Institute of Hematology, Union Hospital, Tongji Medical College, Huazhong University of Science and Technology, Wuhan, China.
Collaborative Innovation Center of Hematology, Huazhong University of Science and Technology, Wuhan, China.
Ann Med. 2024 Dec;56(1):2338604. doi: 10.1080/07853890.2024.2338604. Epub 2024 Apr 10.
Circulating plasma cells (CPCs) are defined by the presence of peripheral blood clonal plasma cells, which would contribute to the progression and dissemination of multiple myeloma (MM). An increasing number of studies have demonstrated the predictive potential of CPCs in the past few years. Therefore, there is a growing need for an updated meta-analysis to identify the specific relationship between CPCs and the prognosis of MM based on the current research status.
The PubMed, Embase, and Cochrane Library databases were screened to determine eligible studies from inception to November 5, 2023. Publications that reported the prognostic value of CPCs in MM patients were included. Hazard ratios (HRs) with 95% confidence intervals (CIs) of overall survival (OS) and progression-free survival (PFS) were extracted to pool the results. Subgroup analyses were performed based on region, sample size, cut-off value, detection time, initial treatment, and data type. The association between CPCs level and clinicopathological characteristics, including the International Staging System (ISS), Revised-ISS (R-ISS), and cytogenetic abnormalities were also evaluated. Statistical analyses were conducted using STATA 17.0 software.
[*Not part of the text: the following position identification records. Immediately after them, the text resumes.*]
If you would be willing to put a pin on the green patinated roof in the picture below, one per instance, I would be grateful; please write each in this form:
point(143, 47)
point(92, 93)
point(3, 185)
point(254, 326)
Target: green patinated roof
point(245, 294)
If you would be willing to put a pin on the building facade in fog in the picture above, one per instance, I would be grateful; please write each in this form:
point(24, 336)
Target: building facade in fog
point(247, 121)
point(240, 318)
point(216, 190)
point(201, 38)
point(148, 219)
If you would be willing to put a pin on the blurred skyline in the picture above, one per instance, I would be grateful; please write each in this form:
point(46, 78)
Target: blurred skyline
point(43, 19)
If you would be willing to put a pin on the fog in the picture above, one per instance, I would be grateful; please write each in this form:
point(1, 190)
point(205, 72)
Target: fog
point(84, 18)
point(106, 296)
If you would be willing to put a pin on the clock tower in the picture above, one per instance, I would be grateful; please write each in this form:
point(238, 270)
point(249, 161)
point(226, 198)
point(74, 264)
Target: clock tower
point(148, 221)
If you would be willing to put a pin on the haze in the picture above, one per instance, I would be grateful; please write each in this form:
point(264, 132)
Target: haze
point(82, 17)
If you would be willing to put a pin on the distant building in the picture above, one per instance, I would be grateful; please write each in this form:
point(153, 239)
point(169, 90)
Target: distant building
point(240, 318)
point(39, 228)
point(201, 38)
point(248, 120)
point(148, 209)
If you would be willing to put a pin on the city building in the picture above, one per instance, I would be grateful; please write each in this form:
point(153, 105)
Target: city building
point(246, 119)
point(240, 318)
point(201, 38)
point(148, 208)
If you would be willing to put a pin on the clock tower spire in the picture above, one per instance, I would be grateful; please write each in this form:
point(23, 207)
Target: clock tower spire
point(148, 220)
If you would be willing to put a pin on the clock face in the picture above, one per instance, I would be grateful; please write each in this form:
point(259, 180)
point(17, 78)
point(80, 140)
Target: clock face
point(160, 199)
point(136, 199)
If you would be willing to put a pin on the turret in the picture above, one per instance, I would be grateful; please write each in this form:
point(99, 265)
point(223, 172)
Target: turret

Twenty-two studies with a total of 5637 myeloma patients were enrolled in the current meta-analysis. The results indicated that myeloma patients with elevated CPCs were expected to have a poor OS (HR = 2.19, 95% CI: 1.81-2.66, < 0.001) and PFS (HR = 2.45, 95% CI: 1.93-3.12, < 0.001). Subgroup analyses did not alter the prognostic role of CPCs, regardless of region, sample size, cut-off value, detection time, initial treatment, or data type. Moreover, the increased CPCs were significantly related to advanced tumour stage (ISS III vs. ISS I-II: pooled OR = 2.89, 95% CI: 2.41-3.46, < 0.001; R-ISS III vs. R-ISS I-II: pooled OR = 3.65, 95% CI: 2.43-5.50, < 0.001) and high-risk cytogenetics (high-risk vs. standard-risk: OR = 2.22, 95% CI: 1.60-3.08, < 0.001).
Our meta-analysis confirmed that the increased number of CPCs had a negative impact on the PFS and OS of MM patients. Therefore, CPCs could be a promising prognostic biomarker that helps with risk stratification and disease monitoring.
循环血浆细胞(CPCs)的定义是外周血克隆性浆细胞的存在,这将有助于多发性骨髓瘤(MM)的进展和播散。近年来,越来越多的研究表明 CPCs 具有预测潜力。因此,需要根据当前的研究现状,进行更新的荟萃分析,以确定 CPCs 与 MM 预后之间的具体关系。
从开始到 2023 年 11 月 5 日,筛选了 PubMed、Embase 和 Cochrane 图书馆数据库,以确定符合条件的研究。纳入了报告 CPCs 在 MM 患者中的预后价值的出版物。提取总体生存(OS)和无进展生存(PFS)的风险比(HRs)及其 95%置信区间(CIs)以汇总结果。根据区域、样本量、截断值、检测时间、初始治疗和数据类型进行亚组分析。还评估了 CPCs 水平与临床病理特征(包括国际分期系统(ISS)、修订的 ISS(R-ISS)和细胞遗传学异常)之间的关联。使用 STATA 17.0 软件进行统计分析。
本荟萃分析共纳入 22 项研究,共 5637 例骨髓瘤患者。结果表明,CPCs 升高的骨髓瘤患者 OS(HR=2.19,95%CI:1.81-2.66, <0.001)和 PFS(HR=2.45,95%CI:1.93-3.12, <0.001)较差。亚组分析无论在区域、样本量、截断值、检测时间、初始治疗还是数据类型上均未改变 CPCs 的预后作用。此外,CPCs 的增加与晚期肿瘤分期(ISS III 与 ISS I-II:汇总 OR=2.89,95%CI:2.41-3.46, <0.001;R-ISS III 与 R-ISS I-II:汇总 OR=3.65,95%CI:2.43-5.50, <0.001)和高危细胞遗传学(高危与标准风险:OR=2.22,95%CI:1.60-3.08, <0.001)显著相关。
本荟萃分析证实,CPCs 数量的增加对 MM 患者的 PFS 和 OS 产生负面影响。因此,CPCs 可能是一种有前途的预后生物标志物,有助于风险分层和疾病监测。